Showing posts with label baden. Show all posts
Showing posts with label baden. Show all posts

Saturday, November 7, 2009

Kandinsky wore Wadlstrümpfe!

Exciting news to report today: my first sighting of honest-to-goodness Wadlstrümpfe, and on the legs of none other than Wassily Kandinsky himself, one of the pioneers of abstract art in the 20th-century! The dark green calf-stockings were captured by Gabriele Münter in her 1912 painting, Kandinsky mit Erma Bossi am Tisch ("Kandinsky at the table with Erma Bossi"). The table in the painting was in Münter's house, in Murnau, in Oberbayern, so I'm guessing the Wadlstrümpfe were the real Bavarian thing. One of the swell perks of living in Freiburg is that when your kid learns about a European artist at school, like Elias is now learning about Gabriele Münter, it's often possible to hop in the car and, within a few hours' drive, see original works by that artist. Thus it was that Elias and I drove an hour north to Baden-Baden today, to visit the the Museum Frieder Burda for an exhibit of works by artists of the group Der Blaue Reiter--Marc, Macke, Kandinsky, Münter, Jawlensky, Werefkin, Klee, and Campendonk. (Stefan, alas, could not join us, as he's busy being an academic in California this week.) The beautiful, airy museum was built by publishing heir Frieder Burda to house and make public his art collection. The paintings we saw today were on loan from the Städtische Galerie im Lenbachhaus in München. Baden-Baden, like Badenweiler and all the other Bad- and Baden- towns around here, has been a popular spa town since Roman times if not before. The name Baden-Baden means "Baden-in-Baden" (like "Freiburg im Breisgau"), meaning "the town Baden that's in the state Baden." It's like saying, in the U.S., "Rochester, Minnesota" versus "Rochester, New York." As we walked to the museum, we passed through the Trinkhalle, where Elias tried a sip of the healing waters.

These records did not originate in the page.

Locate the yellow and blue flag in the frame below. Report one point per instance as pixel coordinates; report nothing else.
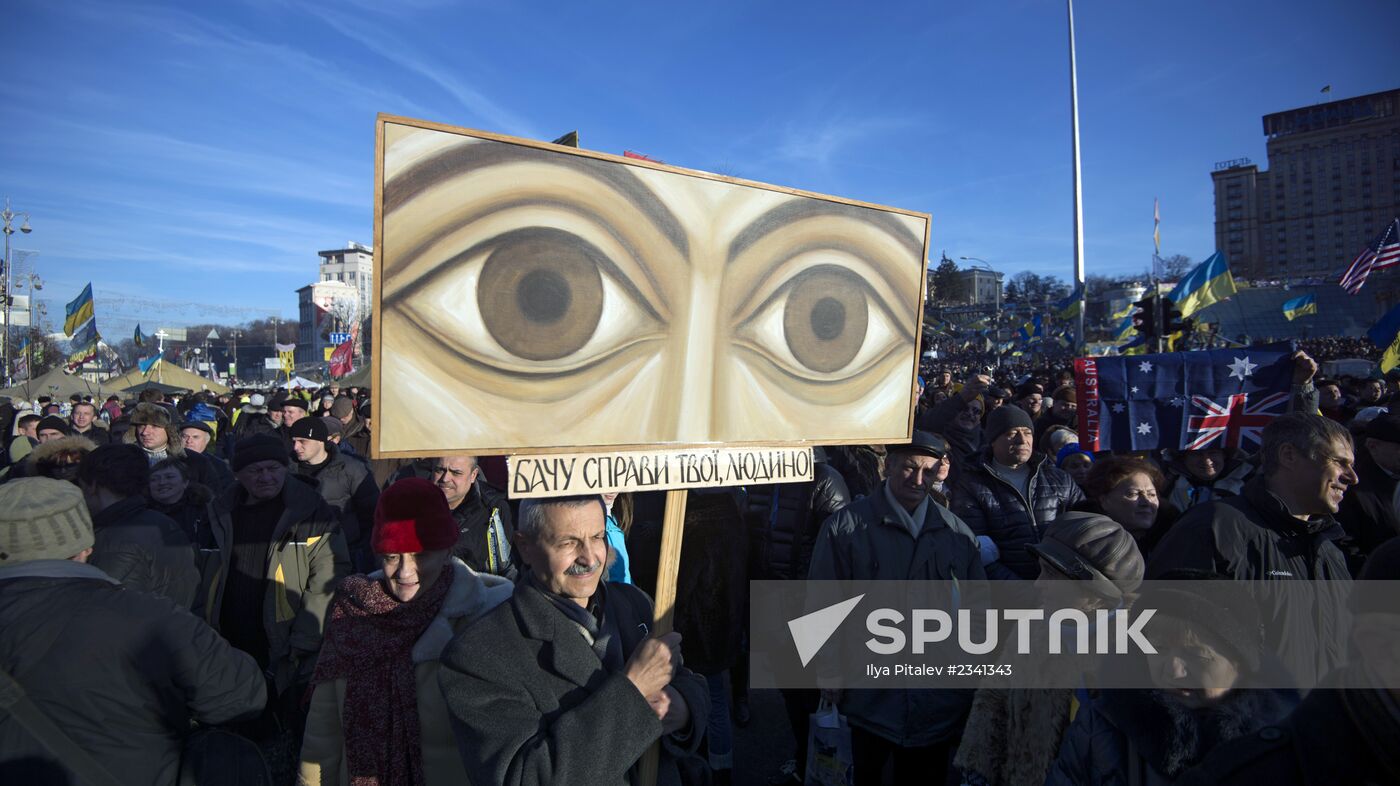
(1208, 282)
(1301, 306)
(1386, 335)
(1070, 306)
(1032, 329)
(79, 311)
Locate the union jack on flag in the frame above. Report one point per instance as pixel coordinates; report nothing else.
(1379, 254)
(1235, 419)
(1182, 400)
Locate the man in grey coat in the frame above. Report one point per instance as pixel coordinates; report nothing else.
(900, 534)
(563, 684)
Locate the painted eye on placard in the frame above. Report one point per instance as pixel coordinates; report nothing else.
(823, 324)
(532, 301)
(541, 293)
(825, 318)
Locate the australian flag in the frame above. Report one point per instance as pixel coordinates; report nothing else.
(1183, 400)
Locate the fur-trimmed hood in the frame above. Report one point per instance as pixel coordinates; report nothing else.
(51, 450)
(471, 597)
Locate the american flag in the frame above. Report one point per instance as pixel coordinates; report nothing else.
(1378, 255)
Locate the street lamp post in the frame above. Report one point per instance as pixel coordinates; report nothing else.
(9, 216)
(996, 314)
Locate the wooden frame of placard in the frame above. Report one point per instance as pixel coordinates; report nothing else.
(675, 509)
(377, 367)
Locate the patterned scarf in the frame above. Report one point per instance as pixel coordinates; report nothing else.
(368, 643)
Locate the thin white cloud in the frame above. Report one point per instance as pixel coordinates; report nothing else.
(494, 115)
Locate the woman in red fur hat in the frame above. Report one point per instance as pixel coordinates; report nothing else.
(377, 713)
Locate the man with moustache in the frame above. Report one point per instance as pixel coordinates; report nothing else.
(1280, 535)
(562, 684)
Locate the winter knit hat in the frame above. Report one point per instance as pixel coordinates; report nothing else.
(1092, 548)
(1213, 604)
(308, 429)
(1005, 418)
(412, 517)
(42, 519)
(262, 447)
(342, 407)
(147, 414)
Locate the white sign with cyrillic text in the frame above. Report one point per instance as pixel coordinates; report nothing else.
(552, 475)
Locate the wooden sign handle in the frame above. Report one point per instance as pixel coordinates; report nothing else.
(672, 528)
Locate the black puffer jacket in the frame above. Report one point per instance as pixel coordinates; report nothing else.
(480, 544)
(944, 421)
(146, 551)
(1333, 739)
(1367, 512)
(1140, 736)
(1292, 568)
(784, 519)
(993, 507)
(121, 673)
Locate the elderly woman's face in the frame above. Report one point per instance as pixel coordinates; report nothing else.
(406, 575)
(1190, 669)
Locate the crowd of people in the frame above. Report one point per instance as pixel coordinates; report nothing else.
(230, 583)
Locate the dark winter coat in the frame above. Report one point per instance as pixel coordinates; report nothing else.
(1367, 513)
(1283, 561)
(305, 562)
(942, 419)
(713, 582)
(532, 705)
(349, 488)
(357, 436)
(144, 551)
(192, 513)
(121, 673)
(783, 521)
(1129, 737)
(993, 507)
(1333, 739)
(479, 544)
(867, 541)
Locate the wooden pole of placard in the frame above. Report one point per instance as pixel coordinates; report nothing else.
(672, 528)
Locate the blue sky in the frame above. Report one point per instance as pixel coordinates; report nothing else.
(191, 159)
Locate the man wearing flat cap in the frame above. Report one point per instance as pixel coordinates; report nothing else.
(900, 533)
(1010, 492)
(343, 482)
(279, 555)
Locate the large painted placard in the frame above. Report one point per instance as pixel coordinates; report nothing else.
(532, 297)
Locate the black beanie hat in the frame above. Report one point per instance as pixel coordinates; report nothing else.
(1214, 604)
(263, 447)
(1005, 418)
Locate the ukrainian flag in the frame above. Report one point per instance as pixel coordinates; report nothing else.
(1210, 282)
(1386, 334)
(79, 311)
(1070, 306)
(1301, 306)
(1032, 329)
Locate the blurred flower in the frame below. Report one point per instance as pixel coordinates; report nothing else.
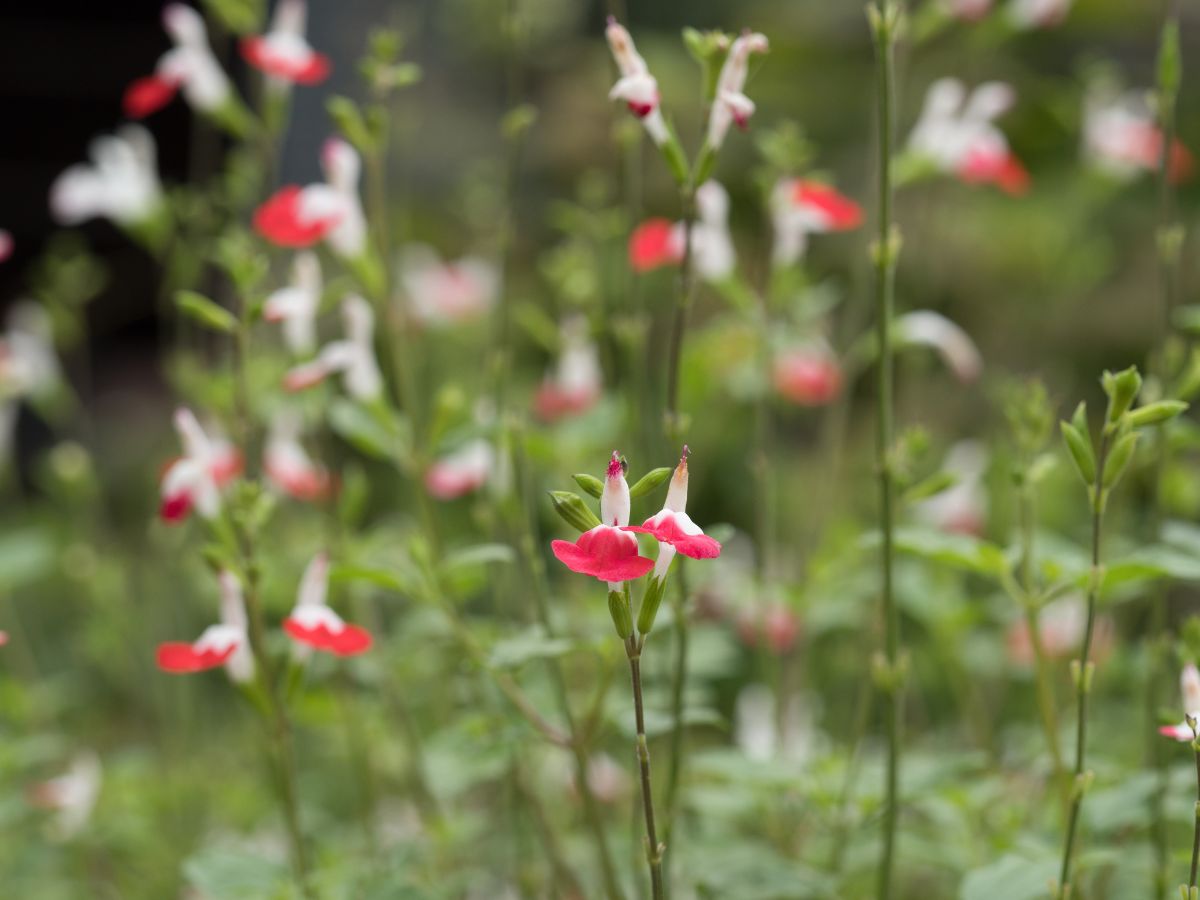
(72, 795)
(353, 355)
(226, 643)
(636, 85)
(1189, 688)
(297, 305)
(1122, 138)
(576, 382)
(121, 184)
(313, 624)
(331, 210)
(606, 552)
(283, 53)
(808, 376)
(288, 466)
(961, 508)
(445, 293)
(190, 66)
(957, 135)
(731, 105)
(460, 473)
(195, 480)
(799, 208)
(952, 343)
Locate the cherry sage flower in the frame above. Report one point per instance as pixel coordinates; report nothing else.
(195, 480)
(283, 53)
(330, 211)
(226, 643)
(957, 135)
(190, 66)
(731, 105)
(313, 624)
(353, 355)
(636, 87)
(607, 552)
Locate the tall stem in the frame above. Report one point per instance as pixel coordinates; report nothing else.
(1083, 675)
(653, 849)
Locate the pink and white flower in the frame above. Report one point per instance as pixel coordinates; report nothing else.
(226, 643)
(190, 66)
(313, 624)
(120, 184)
(607, 552)
(324, 211)
(353, 357)
(731, 105)
(283, 53)
(443, 293)
(295, 306)
(636, 87)
(195, 480)
(957, 133)
(462, 472)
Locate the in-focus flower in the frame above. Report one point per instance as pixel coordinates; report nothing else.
(195, 480)
(576, 382)
(313, 624)
(799, 208)
(1189, 687)
(731, 105)
(958, 136)
(190, 66)
(445, 293)
(607, 552)
(120, 184)
(283, 53)
(295, 305)
(288, 466)
(353, 355)
(636, 87)
(226, 643)
(1122, 138)
(72, 796)
(460, 473)
(808, 376)
(952, 343)
(331, 210)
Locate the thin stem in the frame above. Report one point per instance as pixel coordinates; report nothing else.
(654, 850)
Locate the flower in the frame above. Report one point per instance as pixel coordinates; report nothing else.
(196, 478)
(952, 343)
(673, 528)
(636, 85)
(282, 52)
(575, 384)
(731, 105)
(1189, 687)
(295, 306)
(223, 645)
(808, 376)
(1121, 137)
(288, 466)
(313, 624)
(189, 66)
(121, 184)
(72, 795)
(799, 208)
(353, 355)
(331, 210)
(445, 293)
(957, 135)
(462, 472)
(607, 552)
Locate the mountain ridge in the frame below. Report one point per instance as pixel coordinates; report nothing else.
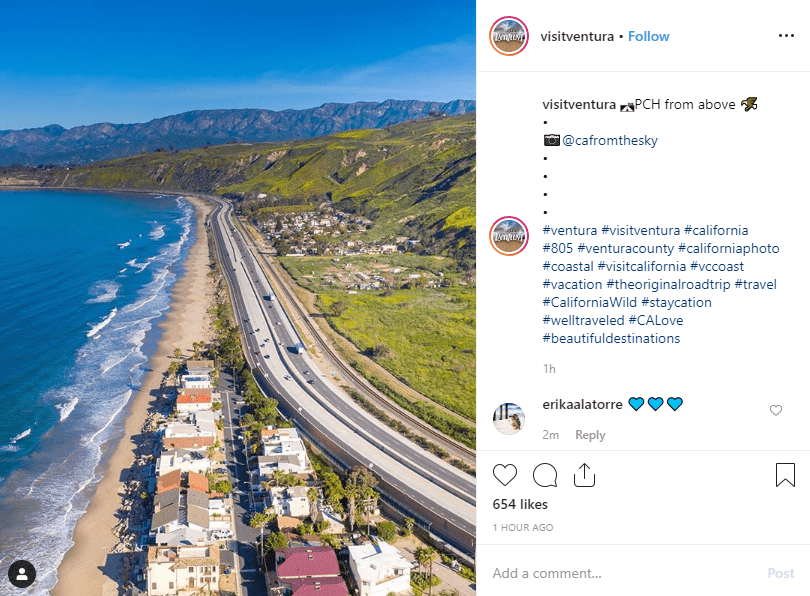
(56, 145)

Sunday, September 13, 2009

Bayern in Baden

Just like American newspapers, the Sunday Badische Zeitung includes lots of ads (not that you can actually go out and buy anything in Germany on a Sunday, of course). The Edeka supermarket chain has a flyer in today's paper that sheds some interesting light on southern German culture.

The cover tells us the theme of the week: "Feiern wie in Bayern" ("Celebrate as they do in Bavaria"). A smiling, curly-haired young man holds up a glass of Bier. He is wearing Lederhosen and a Trachtenhemd--a special shirt to be worn with Lederhosen. The combination of beer, Tracht, and celebrating Bavarians can mean but one thing: it's time for Oktoberfest, the 16-17 day festival that starts in September and runs until the first Sunday in October.

Ah, but the Trachtenhemd is a giveaway: these are not real Bavarians, but Badisch depictions of Bavarians. The shirt has those fake-horn buttons that make Stefan's mother Helen cluck her tongue disapprovingly, and the photographs on the following pages have similar subtle clues to their inauthenticity.

Take the smiling young woman on the next page. Her blond hair is in braids, and her kitschy Dirndl (see below for some non-kitschy ones) is adorned with jim jams and trinkets. She holds a tray with five glowing beers. But something is not right. Were she a real Bavarian working at Munich's Oktoberfest, the glasses would be mugs, and she'd be holding perhaps as many as four in each hand--eight liters total--which would require a little more muscle on that slender frame.

The next page cuts to the chase. What signifies Bayern better than a Bretz'n (soft pretzel) and a headless, Dirndl-foisted bosom? Carol Adams, the author of The Sexual Politics of Meat, would probably have some interesting things to say about the placement of the phallic Weisswurst (white sausage) below the waist.


And now for some images of real Bavarians in action. Way back in July, Helen's village, Steinebach am Wörthsee, hosted this year's Huosigau Fest. The Huosigau is the region of Bayern centered in Weilheim, south of the Ammersee; it includes Steinebach and the towns around the Wörthsee. The Fest featured a long parade of the various local wind band societies, with everyone dressed in their own very local, traditional Tracht--far more elegant and modest than Edeka's stereotypes.

When people in Freiburg ask me where I learned to speak German, I tell them "mein Mann kommt aus Bayern" ("my husband is Bavarian"). This once elicited the response, "ha, really? But Bavaria isn't in Germany--it's a separate country--and we're happy for it to stay that way!" While Freiburgers might say this facetiously, Bavarians would say it proudly.